Do you remember where you were for July 4, 1976? I 'celebrated' our nation’s Bicentennial by watching my sister read her mail. She had just returned from vacation, and I was reluctant to venture out by myself, living in the big city of Suburban Chicago. I have since learned to leave the wallflowers at home, and seek my own wallpaper. On Friday night, the cabin fever set in, and I ventured out seeking the company of other humans, leaving my hubby home to play with his electronic devices. I found live music at the 318 Café in Excelsior, and engaged in conversation with Pam from Eden Prairie. My decision to venture out on a winter evening was richly rewarded.
'Living history' can be more than just remembering where we were on Pearl Harbor Day in 1941, or on 9-11 in 2001. The bad days will find us whether we seek them or not. The good times will not usually find us, unless we win that elusive sweepstakes when we answer the knock at the door. No, the good times usually require that we actively to seek them.

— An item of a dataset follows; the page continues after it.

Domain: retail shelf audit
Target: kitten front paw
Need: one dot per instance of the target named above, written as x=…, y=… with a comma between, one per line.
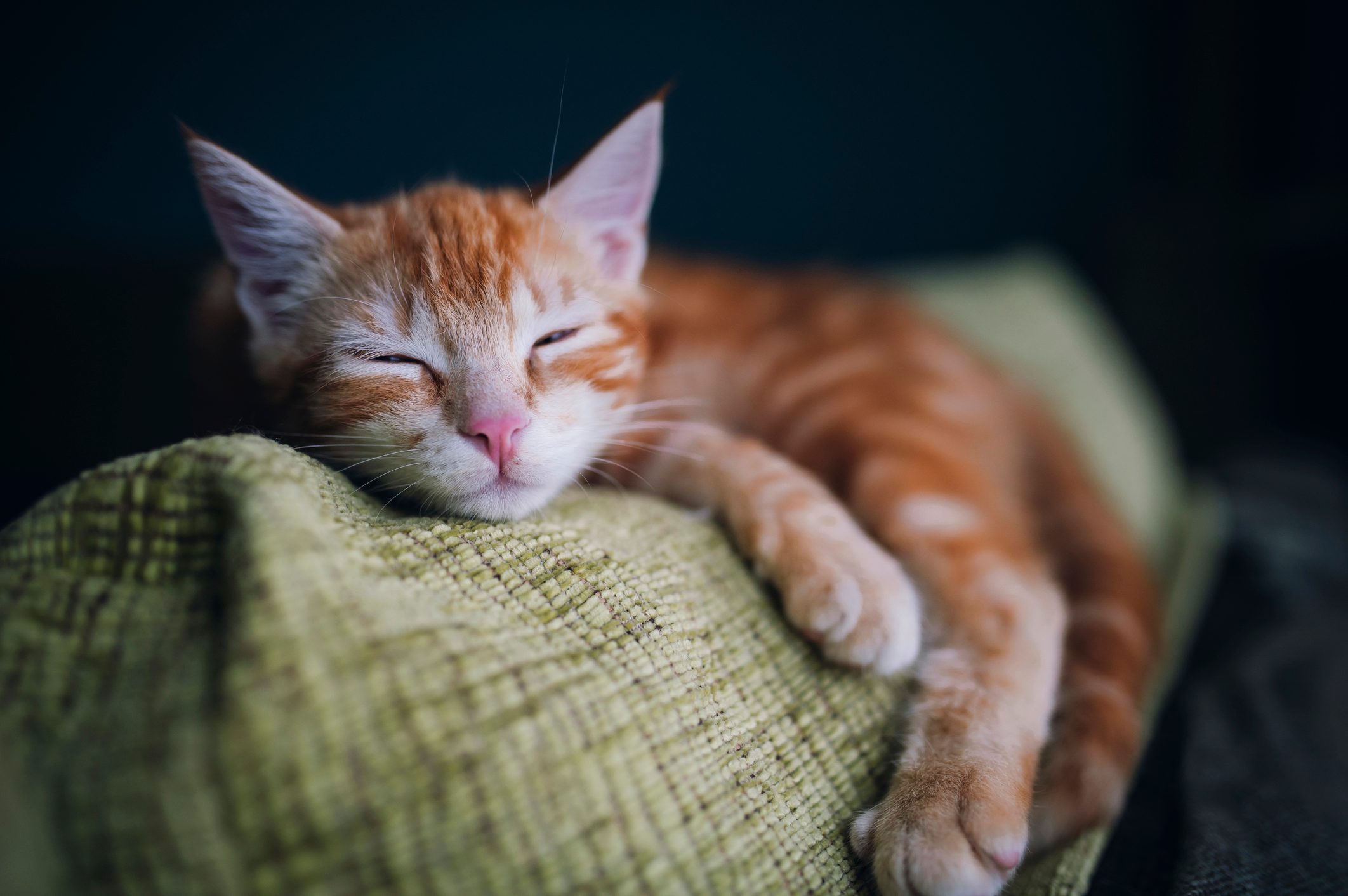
x=851, y=597
x=941, y=833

One of my 'good times' in living history came four years ago, when Golden Valley neighbor Elaine suggested “We should throw a party!” when we were discussing the inauguration of the 44th President. And party we did! We are fortunate to have the Hopkins Center for the Arts as an excellent venue in our community to celebrate special events. Our January 2009 celebration included music, food, a cash bar, a program with music and remarks, a color guard and our National Anthem. Looking at the photos from that event, I see and remember the joy that people experienced in celebrating January 20, 2009 as a moment in American History.
A moment in history presents another opportunity this month, when the United States of America inaugurates a President for the 57th time in our history. The recently released movie, “Lincoln,” ends with the second inauguration of the 16th President, Abraham Lincoln; like Barack Obama, first elected to federal office from Illinois. The ceremony will be on the west portico (Mall) side of the United States Capitol, moved by Ronald Reagan to better accommodate the public.
While attending an Inaugural might be a lifetime opportunity, it also presents the logistics challenges of travel to the geographic area and the ceremonial site. The options include watching on TV at home. Or celebrating at a hometown venue with Main Street Minnesotans at the Hopkins Center for the Arts.
While most Americans are unlikely to be content with all of our election results from all of our elections, I think we can agree that we are fortunate to live under a Constitution that provides for representation elected by 'We the People.'
Anyone that isn’t grateful for that might be living in the wrong country.
And so I look forward to celebrating this new moment in American History in 2013 with my fellow Main Street Minnesotans. We can have our photo taken with a cardboard cutout President Obama and Vice President Biden, sing our national anthem, and feel that occasional pride that comes with being an American.